“Hangi yasa başkanın oğlu ülkeyi yönetebilir diyor? Hangi yasa başkanın karısı ülkeyi yönetebilir diyor?”
Sovyetlerin çöküşü sonrası Kırgizistan’da ekonomik ve sosyal sıkıntılar yaşayan köyünün halkına kaçak elektrik kullanımında yardımcı olan bir adamın hikâyesi.
Kırgız yönetmen Aktan Arym Kubat’tan senaryosunu da yazıp başrolünde oynadığı bir film. Bir düzeni yitirip henüz başka bir düzene geçememiş ve tam da deyimin kendisini hak edercesine Araf’ta kalmış bir toplumda geçen hikâyede yönetmen biraz naif hikâyesi ile derdini anlatmakta yeterince başarılı olamamış görünüyor. Modern zamanların Prometheus’unun ateşi (burada ışığı) çalıp insanlara armağan etmeye çalışırken modern zamanların Zeus’undan gelen azap ile karşı karşıya kalmasını anlatan bu film hikâyesinin zayıflığının sıkıntısını taşıyor temel olarak.

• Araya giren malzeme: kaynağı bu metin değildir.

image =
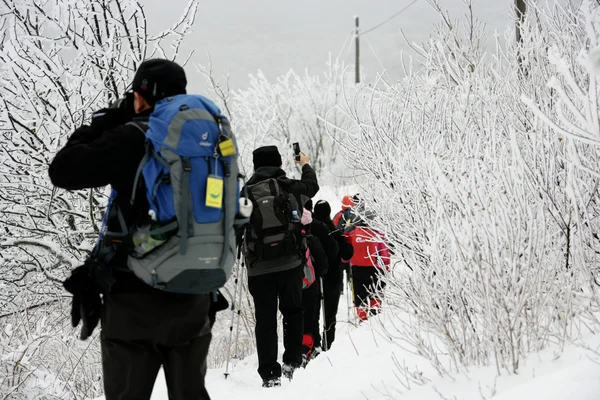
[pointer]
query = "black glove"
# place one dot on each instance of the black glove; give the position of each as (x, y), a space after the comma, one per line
(86, 304)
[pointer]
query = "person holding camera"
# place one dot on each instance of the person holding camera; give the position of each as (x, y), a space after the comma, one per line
(142, 328)
(275, 258)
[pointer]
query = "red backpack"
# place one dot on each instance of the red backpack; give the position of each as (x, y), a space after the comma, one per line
(366, 251)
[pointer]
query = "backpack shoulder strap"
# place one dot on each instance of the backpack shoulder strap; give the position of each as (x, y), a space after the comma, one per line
(142, 126)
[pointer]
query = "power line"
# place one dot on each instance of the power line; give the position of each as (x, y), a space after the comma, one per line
(389, 19)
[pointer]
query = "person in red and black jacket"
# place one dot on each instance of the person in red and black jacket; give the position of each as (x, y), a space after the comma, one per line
(333, 280)
(142, 328)
(371, 259)
(320, 247)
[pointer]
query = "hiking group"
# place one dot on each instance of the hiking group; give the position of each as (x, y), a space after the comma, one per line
(177, 214)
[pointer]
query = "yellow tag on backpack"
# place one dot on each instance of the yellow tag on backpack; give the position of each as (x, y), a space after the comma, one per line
(226, 146)
(214, 191)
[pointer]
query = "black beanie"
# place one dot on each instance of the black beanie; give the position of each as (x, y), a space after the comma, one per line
(322, 211)
(308, 205)
(266, 156)
(157, 78)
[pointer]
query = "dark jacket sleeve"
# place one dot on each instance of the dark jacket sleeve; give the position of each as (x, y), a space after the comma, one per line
(321, 263)
(95, 153)
(307, 185)
(346, 250)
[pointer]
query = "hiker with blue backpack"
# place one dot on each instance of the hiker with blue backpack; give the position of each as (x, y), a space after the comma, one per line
(167, 242)
(274, 257)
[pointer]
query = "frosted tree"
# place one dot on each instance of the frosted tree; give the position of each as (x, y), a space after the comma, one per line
(59, 61)
(489, 201)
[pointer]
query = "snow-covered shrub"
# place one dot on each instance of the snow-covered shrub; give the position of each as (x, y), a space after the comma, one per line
(290, 109)
(59, 61)
(490, 202)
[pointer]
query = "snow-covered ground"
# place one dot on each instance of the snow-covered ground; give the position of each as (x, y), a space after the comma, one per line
(361, 366)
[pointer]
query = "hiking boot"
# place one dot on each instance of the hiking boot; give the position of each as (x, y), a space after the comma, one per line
(273, 382)
(288, 371)
(304, 361)
(316, 351)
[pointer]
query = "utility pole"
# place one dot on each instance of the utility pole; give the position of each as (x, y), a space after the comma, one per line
(357, 44)
(521, 10)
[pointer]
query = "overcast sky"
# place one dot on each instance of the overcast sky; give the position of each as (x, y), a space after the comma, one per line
(243, 36)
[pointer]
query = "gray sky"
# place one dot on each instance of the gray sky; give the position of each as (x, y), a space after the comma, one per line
(243, 36)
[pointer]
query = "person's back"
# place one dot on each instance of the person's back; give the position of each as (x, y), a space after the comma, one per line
(142, 327)
(333, 280)
(275, 260)
(370, 260)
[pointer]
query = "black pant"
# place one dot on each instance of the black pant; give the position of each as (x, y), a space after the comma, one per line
(311, 302)
(287, 285)
(142, 332)
(331, 293)
(365, 281)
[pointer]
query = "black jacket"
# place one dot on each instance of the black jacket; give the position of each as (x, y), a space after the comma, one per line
(319, 256)
(329, 244)
(307, 186)
(107, 153)
(344, 251)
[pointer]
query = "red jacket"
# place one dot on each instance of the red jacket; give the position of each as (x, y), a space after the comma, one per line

Geleneksel yaşamdan uzaklaşmaya başlayan bir toplumda değişen düzen ve ülkenin yeni ekonomik sistemi filmde Çinli girişimciler ve sık sık değinilen bir gerçek olan Kırgızların çalışmak için Rusya ve Kazakistan’a gitmeleri ile hatırlatılıyor hikâye boyunca. Televizyon görüntülerindeki halk gösterileri, radyodan dinlenen protestocuların konuşmaları veya bir sahnede görüntüye gelen kızıl bayraklı göstericiler ülkede bir şeylerin olduğunu hissettiriyor ama film Çinli girişimcilere satmak için köylülerin topraklarına el koymaya çalışan yeni zengin sınıfın temsilcisi dışında bu konuların çok da üzerine gitmiyor. Belki sinemasal açıdan değil ama dile getirmeye çalıştığı açısından, “yurt” adı verilen büyük çadırda Çinliler için düzenlenen gösteri filmin bu anlatmak istediklerinin en çarpıcı sembolü oluyor. Yeni zengin adamın modern arabası ile köprü üzerinde ineklerin arasında kaldığı sahne bir yandan modern dünya ile eski dünyayı karşı karşıya getirirken asıl olarak toplumun içinde yayılmaya başlayan yeni düzenin de metaforu oluyor adeta.
Filmin anlatmak istediklerini nasıl anlattığı ise bir parça sıkıntılı görünüyor. Senaryo yönetmenin kendisinin canlandırdığı baş karakterinin sıcaklığına ve sevimliliğine fazlası ile sığınırken onun etrafta olan bitenlerle ilişkisini sadece uzak duran bir gözleyicilik ve dinleyicilik ile sınırlı tutuyor. Yukarıda bahsettiğim yurt sahnesi buna film boyunca istisna oluşturan tek sahne. Bunun dışında film zaman zaman monotonluğa veya senaryoya dönüşmemiş bir sinopsisin görüntülenmesi havasını taşıyor ve bu da filme zarar veriyor elbette. Finalin sertliğinin filmin genel havası ile hayli uyumsuz göründüğünü de belirtmek gerek. Filmin en güçlü yanlarından biri olan görselliği ise hikâyenin zayıflığının gölgesinde kalıyor sık sık. Yine de filmin kendisini çekici kılan artıları da öne çıkıyor zaman zaman. Başta Aktan Arym Kubat’ın oyunculuğu olmak üzere özellikle amatör oyuncuların sıcaklığı, senaryonun kimi önemli zayıf yanlarına karşın doğal karakterleri ve diyalogları ile arka plandaki bazı önemli konulara karşı didaktik olmayan bir yaklaşım taşıması ve içinde bulunduğu koşullara rağmen ortak yaşam, paylaşma ve sevme duygularını korumaya çalışan bir karakter üzerinden bir umut ışığı hissetirme çabası filmi seyre değer kılabilir. Tüm bunlar daha güçlü bir sinema ile dile getirilebilse çarpıcı bir başarı ile karşı karşıya kaldırdık kuşkusuz ama bu hali ile film ortaya çıkardığından çok ortaya çıkarmayı hedeflediği ile daha önemli görünüyor.